И вовсе не обязательно было, чтобы горничная Клавдии нашла при уборке комнаты один из тех фетишей, которые христиане обычно носят с собой, какую-то рыбу или там крест. Скорее всего челядь уже приметила, что их госпожа в последнее время часто выходила из дому одна, без провожатых и не говорила, куда идет. Это они, конечно, обсудили на кухне и сообразили, в чем дело.
- Ну, так как же? - настаивал я.
- Наверняка один-другой найдется, - ответил он уклончиво. - Нынче всюду так.
- Что ж, это мне известно, - заметил я. - Но дело в другом. Пока люди выполняют свои обязанности, мне это, в общем, безразлично. Я только не хочу дать повода для упреков, что мой дом стал прибежищем христиан, потому и спрашиваю. Причем речь идет только о городском доме. Что делается в поместьях, меня мало волнует. Производить повсюду розыски и дознания, по-моему, излишне, да этого никто от нас и не требует. Хотя и здесь, в городском доме, мне отнюдь не хотелось бы кого-то ущемлять. Я уже сказал, что спрашиваю об этом лишь из соображений профессиональной этики или как там еще ее назвать. Но ты вовсе не обязан отвечать, если тебе это неприятно. И пожалуйста, не думай, что я вынуждаю тебя к доносительству.

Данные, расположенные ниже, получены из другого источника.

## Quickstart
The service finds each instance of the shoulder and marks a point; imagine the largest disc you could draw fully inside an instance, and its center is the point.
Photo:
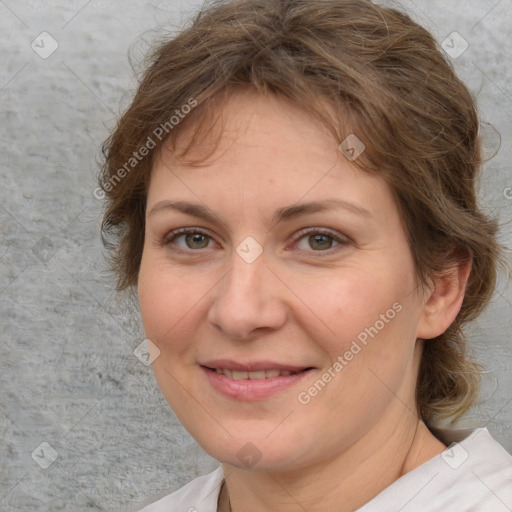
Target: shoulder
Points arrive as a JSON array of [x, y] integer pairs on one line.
[[473, 474], [199, 495]]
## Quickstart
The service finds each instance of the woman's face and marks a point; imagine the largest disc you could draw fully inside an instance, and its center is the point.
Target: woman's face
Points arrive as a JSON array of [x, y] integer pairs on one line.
[[278, 285]]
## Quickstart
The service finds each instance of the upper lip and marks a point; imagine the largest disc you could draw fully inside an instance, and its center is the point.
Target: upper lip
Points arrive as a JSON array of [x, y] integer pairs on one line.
[[251, 366]]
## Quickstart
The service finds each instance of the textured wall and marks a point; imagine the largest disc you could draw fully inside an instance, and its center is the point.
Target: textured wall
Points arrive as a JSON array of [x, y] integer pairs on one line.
[[68, 374]]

Он заверил меня с несколько излишней горячностью, что ничего подобного не думает и вполне меня понимает. В конце концов он назвал мне троих, про которых точно знал, что они приверженцы христиан. Пожилая прачка - грубая, своенравная и сварливая особа, которой все в доме боялись; молоденькая горничная - кривобокая, заикающаяся, да и разумом убогая, которую Клавдия из жалости терпела подле себя; и, наконец, садовник, что было для меня полной неожиданностью. Тихий, приятный человек, старше меня годами. Я иногда беседовал с ним. Мне нравилось смотреть, как заботливо он ухаживал за растениями. Очень жаль!
Итак, только трое, насколько известно моему молочному брату. А еще Клавдия, и это тоже ему известно. Конечно же, эти трое тоже знали все про Клавдию. По крайней мере заика-горничная уж наверняка проболталась, дабы вызвать интерес к своей персоне.
Я поручил управляющему заготовить грамоты об отпущении на волю всех троих и заверить эти грамоты в официальной инстанции. На оформление таких бумаг обычно уходит неделя. Я посоветовал ему как можно дольше не придавать дело огласке.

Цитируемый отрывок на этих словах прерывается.